Qualcosa, nei sensi di Giò, non funzionò per il verso giusto. Se la causa era la sua recente sbronza, non lo sapeva. Si ritrovò comunque sbilanciato, proprio nel momento in cui spiccava il balzo. Mise male la gamba di appoggio, sporse in avanti l’altra e capì subito che lo slancio non sarebbe stato sufficiente. Guardò in basso, mentre volava, e sorrise.

Almeno, non sbatterò contro nulla.

Al contrario: fracassò duramente la tibia contro lo spigolo di fronte. Imprecò. Una mano lo afferrò sotto il braccio, tirandolo verso l’alto. Lui e il direttore rotolarono sulle mattonelle. Quando finalmente si fermarono, Giò notò che l’ometto ansimava per lo sforzo. Sudava molto, anche: la cosa gli fece abbastanza schifo.

«Per un attimo», riprese fiato il direttore, «ho creduto che volesse finire di sotto. Dalla sua espressione mentre…»

Giò si toccò la gamba: gli faceva un male fottuto. Sotto di loro, Spark continuava a latrare.

«Grazie, direttore». Poi, lesse meglio la targhetta sulla sua camicia. «Grazie, Capelli».

Un scintilla illuminò il viso dell’ometto.

«Prego», balbettò. «Aiutiamo l’altro signore, ok?»

Martinelli, già. Se n’era quasi dimenticato. Si sporse oltre il ciglio del portico.

«Martinelli! Come va con quei lenzuoli?»

«Un attimo, santo cielo! Ne ho legati appena due!»

«Faccia in fretta, allora!»

«Che ne dice se fissiamo i lenzuoli a quella colonna per biciclette, lassù?», suggerì Capelli.

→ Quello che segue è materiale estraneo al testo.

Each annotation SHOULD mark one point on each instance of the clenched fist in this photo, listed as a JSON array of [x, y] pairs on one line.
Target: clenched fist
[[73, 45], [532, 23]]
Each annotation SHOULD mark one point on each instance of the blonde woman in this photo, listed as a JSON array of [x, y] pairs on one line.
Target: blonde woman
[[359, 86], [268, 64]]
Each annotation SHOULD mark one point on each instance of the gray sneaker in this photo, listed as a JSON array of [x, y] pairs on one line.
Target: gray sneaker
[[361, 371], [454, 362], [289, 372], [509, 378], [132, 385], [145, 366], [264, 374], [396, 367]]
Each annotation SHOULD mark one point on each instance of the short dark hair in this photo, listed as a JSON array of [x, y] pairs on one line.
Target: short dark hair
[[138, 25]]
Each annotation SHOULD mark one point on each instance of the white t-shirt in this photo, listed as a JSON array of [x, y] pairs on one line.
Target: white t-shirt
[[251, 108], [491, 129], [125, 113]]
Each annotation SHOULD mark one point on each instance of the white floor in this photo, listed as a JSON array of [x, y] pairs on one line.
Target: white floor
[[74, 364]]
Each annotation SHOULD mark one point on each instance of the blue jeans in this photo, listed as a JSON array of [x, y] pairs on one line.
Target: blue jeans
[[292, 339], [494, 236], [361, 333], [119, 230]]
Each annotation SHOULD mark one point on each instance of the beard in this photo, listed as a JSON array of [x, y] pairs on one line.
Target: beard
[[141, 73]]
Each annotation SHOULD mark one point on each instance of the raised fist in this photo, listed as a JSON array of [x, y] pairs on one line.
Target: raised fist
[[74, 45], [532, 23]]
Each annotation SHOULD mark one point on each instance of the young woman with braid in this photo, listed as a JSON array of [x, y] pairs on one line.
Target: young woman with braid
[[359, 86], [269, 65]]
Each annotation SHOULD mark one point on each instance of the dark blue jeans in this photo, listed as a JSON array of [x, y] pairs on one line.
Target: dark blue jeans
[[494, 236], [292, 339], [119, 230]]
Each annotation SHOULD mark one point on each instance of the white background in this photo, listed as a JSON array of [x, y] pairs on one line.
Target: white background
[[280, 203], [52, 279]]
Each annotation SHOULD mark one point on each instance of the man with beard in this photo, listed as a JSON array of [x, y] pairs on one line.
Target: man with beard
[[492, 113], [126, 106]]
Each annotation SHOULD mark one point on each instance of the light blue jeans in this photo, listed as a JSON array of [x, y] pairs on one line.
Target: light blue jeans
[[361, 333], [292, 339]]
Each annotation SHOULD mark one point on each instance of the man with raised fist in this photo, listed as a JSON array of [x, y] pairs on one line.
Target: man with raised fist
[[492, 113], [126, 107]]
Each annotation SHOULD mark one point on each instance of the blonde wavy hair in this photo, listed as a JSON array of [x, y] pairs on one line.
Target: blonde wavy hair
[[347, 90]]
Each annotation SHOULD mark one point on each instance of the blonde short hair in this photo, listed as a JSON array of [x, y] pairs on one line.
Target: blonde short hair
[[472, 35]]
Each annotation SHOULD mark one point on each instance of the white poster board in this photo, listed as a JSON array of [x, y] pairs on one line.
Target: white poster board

Giò guardò verso l’alto: l’oggetto in ferro battuto era saldamente ancorato ad un angolo dell’edificio.

«No, non ci arriveremo mai. Useremo un pilastro, d’accordo?». Poi, rivolto in basso: «Martinelli!»

Non ci fu alcuna risposta. Solo Spark.

«Martinelli!», esordì il direttore.

«Eccomi!». L’uomo fece finalmente capolino dalla finestra: reggeva in mano un groviglio di stoffa bianca. «Spero sia sufficiente», aggiunse.

Lo sperava anche Giò. Martinelli lanciò un capo verso di loro, al quale aveva fatto un nodo per aumentarne il peso. Lo afferrarono al primo colpo.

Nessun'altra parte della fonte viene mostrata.